3. Neck turn the brass again after letting it rest for a day or two.
4. Your goal is a neck case variance of less than 0.0003".
5. Clean and polish the cases.
6. After this, weigh the cases and sort into 0.5 gr. groups.
7. Seat the primers with a hand priming tool.
8. Weigh your powder charges to +/- 0.1 gr. on a quality scale. Be aware of how your scale functions in terms of settling, sensitivity, and grain size/shape of the powder.
9. Using a quality seating die, seat the bullets to +/- 0.001, measured at the ogive.
10. Rotate the case 120 or 180 degrees as you are seating the bullet, I would recommend the use of a qualtiy seater, and keep the length tolerance at the ogive to +/- 0.001".
11. Test each round for concentricity. The goal is 0.0015" TIR at the ogive measurement point.
12. For fired brass, deprime and clean the primer pockets with your uniformer.
13. Clean the brass with Iosso, Birchwood-Casey Case cleaner, or your buddies favorite mystery combo of Simply-Green, lemon juice, Dawn, etc. Then finish clean and polish in a tumbler with corn cob and a quality polish.
14. Neck size or full length the cases with a quality die which uses a neck bushing to control neck tension. Every diemaker screws up occasionally, so if you have problems, check with another die. Figure out what neck tension works best with your load; this is another variable to test when checking which primer, powder, and seating depth works best. Again, put any cases with a balloon to one side or banana shape aside to use for practice.
14. Neck turn the brass again if once fired, you shouldn't have to repeat this step again until you have ten or more firings on the case.
15. Trim to length an chamfer.
16. Clean to remove lube, and polish the brass again.
17. Seat a primer in the case, rotating the case 120 to 180 degrees to ensure the primer isn't seated to one side of the pocket.
18. See steps 8, 9, 10 and 11 of the 0.25 MOA instructions.
19. See step 11 of the 0.5 MOA instructions, adding a test for neck tension after the other steps.
Be aware of the effects of temperature on your load, reduce or increase the powder charge to maintain the best accuracy level. Always follow good reloading procedures; starting low and working up with powder charges, at least off the lands by 0.020" to start, seating the bullet deeper into the case by 0.005" can push a load over the edge.
General rules:
Keep the torque on the nut behind the trigger consistent and relaxed.
If firing a string of five or more shots, don't leave a round in the chamber longer than 45 seconds.
Learn the POI of the first three shots if shooting a long string, the tenth and higher shot in a long string seems to have a different POI, also.

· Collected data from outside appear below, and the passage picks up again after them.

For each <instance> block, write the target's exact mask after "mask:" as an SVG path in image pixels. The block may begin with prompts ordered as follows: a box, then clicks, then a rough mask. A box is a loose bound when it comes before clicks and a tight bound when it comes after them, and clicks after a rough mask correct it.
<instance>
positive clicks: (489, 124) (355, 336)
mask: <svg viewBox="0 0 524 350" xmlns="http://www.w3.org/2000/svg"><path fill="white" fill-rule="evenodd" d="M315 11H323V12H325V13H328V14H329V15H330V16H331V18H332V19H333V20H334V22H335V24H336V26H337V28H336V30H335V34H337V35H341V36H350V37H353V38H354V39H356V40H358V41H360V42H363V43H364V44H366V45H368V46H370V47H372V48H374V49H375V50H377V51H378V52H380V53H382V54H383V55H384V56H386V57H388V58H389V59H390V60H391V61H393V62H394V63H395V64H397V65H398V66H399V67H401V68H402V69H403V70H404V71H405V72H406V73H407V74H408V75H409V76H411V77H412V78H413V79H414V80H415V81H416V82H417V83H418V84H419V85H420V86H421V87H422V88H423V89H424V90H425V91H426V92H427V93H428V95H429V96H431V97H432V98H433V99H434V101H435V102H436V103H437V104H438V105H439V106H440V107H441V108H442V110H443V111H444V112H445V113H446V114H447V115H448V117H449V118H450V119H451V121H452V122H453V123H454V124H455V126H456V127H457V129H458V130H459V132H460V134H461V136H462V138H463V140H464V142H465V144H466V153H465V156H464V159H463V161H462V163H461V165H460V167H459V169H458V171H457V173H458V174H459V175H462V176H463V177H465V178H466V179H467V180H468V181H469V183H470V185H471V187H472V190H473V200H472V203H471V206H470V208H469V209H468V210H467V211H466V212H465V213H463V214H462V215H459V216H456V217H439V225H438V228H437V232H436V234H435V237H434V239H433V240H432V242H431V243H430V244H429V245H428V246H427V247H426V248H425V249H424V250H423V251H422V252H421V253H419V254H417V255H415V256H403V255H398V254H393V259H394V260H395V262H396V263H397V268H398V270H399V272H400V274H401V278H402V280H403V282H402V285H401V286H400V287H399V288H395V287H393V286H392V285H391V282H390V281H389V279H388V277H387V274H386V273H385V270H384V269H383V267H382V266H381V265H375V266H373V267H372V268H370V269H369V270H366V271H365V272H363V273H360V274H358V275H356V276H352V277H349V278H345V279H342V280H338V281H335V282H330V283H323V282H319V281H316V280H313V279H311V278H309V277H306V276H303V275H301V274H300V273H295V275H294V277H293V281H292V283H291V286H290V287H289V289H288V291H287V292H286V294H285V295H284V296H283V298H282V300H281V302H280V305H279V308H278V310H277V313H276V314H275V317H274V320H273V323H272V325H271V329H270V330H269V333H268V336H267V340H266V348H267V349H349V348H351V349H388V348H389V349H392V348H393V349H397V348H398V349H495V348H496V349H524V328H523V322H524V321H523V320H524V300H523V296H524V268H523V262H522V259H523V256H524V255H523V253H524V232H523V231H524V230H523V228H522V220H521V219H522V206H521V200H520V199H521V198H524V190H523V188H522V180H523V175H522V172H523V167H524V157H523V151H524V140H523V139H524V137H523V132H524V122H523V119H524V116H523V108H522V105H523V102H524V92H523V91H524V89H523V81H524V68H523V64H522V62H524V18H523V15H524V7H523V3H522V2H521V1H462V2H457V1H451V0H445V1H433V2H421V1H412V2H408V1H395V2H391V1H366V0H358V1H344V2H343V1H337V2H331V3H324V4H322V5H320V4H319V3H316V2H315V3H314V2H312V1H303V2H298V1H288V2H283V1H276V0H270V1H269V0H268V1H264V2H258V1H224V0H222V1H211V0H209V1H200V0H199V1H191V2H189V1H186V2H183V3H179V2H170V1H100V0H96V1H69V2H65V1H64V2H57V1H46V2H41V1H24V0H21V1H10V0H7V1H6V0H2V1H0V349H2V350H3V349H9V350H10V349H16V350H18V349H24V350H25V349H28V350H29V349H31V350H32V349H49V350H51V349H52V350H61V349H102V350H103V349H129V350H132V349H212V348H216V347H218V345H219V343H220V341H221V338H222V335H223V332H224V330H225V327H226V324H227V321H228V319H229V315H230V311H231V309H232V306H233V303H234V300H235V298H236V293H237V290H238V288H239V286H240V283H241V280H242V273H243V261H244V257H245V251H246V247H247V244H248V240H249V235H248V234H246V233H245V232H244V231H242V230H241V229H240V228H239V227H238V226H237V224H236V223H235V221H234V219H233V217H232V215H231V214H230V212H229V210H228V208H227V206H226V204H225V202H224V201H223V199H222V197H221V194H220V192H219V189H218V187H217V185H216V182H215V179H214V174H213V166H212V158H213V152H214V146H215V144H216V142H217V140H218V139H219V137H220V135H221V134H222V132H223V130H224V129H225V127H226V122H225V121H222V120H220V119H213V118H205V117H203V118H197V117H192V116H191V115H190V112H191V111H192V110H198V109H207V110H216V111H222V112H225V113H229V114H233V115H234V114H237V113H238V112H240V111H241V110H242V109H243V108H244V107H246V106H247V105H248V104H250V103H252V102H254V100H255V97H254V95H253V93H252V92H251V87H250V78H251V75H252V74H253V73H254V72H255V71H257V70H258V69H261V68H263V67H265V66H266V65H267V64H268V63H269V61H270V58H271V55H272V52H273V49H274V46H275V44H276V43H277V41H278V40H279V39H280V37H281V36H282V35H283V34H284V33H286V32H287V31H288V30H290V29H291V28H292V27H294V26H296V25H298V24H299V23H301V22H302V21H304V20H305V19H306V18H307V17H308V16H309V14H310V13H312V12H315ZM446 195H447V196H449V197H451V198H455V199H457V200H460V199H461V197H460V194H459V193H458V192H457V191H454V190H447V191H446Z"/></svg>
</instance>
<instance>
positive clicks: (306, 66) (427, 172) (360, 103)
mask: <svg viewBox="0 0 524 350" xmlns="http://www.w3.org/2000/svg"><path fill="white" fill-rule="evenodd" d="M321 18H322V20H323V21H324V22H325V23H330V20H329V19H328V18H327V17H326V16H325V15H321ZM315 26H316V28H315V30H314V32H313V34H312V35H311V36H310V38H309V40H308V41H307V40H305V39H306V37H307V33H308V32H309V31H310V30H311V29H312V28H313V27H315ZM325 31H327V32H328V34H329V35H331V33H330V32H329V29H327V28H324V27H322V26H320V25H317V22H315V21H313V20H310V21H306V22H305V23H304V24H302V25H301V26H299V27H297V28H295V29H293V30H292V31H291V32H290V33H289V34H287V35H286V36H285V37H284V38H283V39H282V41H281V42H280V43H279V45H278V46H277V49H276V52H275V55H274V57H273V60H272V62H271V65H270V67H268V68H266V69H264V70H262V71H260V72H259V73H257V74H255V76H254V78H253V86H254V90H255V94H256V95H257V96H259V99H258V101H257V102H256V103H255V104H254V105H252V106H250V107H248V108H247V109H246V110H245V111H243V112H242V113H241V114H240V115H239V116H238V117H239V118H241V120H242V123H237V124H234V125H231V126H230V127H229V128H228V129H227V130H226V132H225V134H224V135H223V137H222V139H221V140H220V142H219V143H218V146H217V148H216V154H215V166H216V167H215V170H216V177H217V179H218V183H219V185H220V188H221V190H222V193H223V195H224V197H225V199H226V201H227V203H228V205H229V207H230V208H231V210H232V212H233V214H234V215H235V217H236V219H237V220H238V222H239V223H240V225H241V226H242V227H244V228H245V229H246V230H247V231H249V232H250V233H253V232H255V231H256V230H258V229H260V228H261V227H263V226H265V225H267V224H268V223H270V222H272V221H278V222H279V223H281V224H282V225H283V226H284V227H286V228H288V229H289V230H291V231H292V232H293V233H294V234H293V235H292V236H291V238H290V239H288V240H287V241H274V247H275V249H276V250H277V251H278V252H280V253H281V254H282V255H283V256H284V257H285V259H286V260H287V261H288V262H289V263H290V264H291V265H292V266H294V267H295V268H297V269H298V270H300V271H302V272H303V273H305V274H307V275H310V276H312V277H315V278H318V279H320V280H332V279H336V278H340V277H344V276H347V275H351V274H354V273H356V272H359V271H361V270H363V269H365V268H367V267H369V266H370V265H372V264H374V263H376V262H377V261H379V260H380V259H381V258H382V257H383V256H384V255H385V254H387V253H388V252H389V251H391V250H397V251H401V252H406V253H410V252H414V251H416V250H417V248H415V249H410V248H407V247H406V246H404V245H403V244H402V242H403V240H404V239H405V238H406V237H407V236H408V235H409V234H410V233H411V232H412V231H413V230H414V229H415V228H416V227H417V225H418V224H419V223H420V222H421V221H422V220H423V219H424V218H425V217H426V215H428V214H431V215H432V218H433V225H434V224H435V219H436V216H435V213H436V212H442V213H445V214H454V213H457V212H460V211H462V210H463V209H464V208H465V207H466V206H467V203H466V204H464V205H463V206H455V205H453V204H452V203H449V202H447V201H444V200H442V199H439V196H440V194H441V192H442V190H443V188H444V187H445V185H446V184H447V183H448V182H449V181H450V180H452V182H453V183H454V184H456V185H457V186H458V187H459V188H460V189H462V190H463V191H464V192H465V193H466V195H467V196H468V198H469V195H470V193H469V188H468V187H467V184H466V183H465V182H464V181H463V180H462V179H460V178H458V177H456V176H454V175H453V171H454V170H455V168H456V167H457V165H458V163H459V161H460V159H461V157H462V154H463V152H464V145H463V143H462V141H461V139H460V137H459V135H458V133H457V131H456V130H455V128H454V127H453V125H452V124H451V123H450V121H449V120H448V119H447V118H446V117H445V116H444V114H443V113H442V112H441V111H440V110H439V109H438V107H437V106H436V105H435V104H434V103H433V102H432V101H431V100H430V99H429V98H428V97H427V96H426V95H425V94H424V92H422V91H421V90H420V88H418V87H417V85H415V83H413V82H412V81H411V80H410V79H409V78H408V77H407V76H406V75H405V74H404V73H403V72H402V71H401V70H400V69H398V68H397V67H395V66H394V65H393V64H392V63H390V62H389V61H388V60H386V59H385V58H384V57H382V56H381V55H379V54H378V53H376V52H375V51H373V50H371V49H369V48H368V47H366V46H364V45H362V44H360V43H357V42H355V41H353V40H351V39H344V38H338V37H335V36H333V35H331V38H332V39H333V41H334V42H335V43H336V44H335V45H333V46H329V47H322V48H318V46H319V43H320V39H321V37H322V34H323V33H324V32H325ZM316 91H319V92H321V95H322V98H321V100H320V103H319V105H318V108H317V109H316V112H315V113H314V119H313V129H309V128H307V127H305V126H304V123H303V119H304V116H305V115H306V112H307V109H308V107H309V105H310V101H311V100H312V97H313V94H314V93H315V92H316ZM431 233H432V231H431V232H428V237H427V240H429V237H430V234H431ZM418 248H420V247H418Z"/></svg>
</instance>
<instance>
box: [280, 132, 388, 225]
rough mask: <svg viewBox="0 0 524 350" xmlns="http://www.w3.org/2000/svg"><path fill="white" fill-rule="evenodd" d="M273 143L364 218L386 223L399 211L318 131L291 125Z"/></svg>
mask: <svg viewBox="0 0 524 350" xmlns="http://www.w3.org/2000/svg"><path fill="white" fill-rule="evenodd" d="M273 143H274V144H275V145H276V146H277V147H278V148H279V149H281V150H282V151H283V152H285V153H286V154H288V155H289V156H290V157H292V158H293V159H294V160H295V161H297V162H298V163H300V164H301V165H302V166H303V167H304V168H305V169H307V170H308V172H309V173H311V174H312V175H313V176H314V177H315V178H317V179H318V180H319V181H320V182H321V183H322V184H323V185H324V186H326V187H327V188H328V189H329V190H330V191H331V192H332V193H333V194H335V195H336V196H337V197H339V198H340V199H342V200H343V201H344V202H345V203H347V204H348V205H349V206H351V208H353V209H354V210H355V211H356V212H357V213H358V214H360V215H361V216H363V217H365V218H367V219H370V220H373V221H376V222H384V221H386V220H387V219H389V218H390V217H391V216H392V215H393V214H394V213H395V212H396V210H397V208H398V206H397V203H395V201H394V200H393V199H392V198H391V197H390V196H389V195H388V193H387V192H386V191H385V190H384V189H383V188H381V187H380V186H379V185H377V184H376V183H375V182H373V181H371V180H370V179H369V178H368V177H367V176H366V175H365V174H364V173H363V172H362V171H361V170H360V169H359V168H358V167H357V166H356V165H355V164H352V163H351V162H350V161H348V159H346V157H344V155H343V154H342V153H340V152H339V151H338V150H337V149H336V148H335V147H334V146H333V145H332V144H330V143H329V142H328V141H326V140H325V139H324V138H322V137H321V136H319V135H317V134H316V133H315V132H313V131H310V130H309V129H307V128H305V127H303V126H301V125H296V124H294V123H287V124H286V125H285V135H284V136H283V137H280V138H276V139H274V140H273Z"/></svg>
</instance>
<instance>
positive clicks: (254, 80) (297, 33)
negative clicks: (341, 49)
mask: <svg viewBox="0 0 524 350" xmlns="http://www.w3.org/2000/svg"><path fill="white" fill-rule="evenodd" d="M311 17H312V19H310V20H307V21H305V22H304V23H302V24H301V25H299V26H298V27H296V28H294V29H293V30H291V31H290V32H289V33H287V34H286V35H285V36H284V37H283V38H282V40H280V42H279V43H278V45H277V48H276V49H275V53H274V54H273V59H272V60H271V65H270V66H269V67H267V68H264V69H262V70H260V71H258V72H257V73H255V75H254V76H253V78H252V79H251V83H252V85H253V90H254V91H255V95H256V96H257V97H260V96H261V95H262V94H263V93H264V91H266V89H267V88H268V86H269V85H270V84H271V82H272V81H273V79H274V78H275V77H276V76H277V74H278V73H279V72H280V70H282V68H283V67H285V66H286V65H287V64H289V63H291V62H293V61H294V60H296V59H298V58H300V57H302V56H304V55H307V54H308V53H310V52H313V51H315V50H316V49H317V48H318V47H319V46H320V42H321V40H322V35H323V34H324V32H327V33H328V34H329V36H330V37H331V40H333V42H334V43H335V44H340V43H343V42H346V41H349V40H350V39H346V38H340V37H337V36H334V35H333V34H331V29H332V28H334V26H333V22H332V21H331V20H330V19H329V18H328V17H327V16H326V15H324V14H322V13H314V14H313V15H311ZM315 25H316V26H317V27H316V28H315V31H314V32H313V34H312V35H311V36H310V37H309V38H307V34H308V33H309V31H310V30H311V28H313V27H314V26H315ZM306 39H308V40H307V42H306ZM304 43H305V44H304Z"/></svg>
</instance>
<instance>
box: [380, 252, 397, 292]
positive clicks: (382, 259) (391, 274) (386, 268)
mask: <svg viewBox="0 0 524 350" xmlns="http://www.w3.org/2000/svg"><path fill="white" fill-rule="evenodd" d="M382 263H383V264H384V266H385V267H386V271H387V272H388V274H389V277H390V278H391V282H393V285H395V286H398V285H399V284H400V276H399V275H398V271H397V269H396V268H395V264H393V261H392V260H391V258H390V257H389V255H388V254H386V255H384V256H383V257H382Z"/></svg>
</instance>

YMMV, but it works for me. Are all these steps necessary? Absolutely not. Can you achieve under .5MOA accuracy without doing some of the steps? Of course, but with what consistency? Some of these steps I simply have found to be a total waste of time and I consider them being overly anal retentive. I've loaded 25 rounds of the same charge with some of the steps excluded and shot them in a series of 5 test (125 rounds total fired to rule out some variables) and found some steps really offer very little gain. It really boils down to how much you enjoy it and how much better it makes you sleep at night or feel on match day. I like to have 100% confidence that every round in my box is as consistent as I can possible make them.
Hope this information helps someone out there.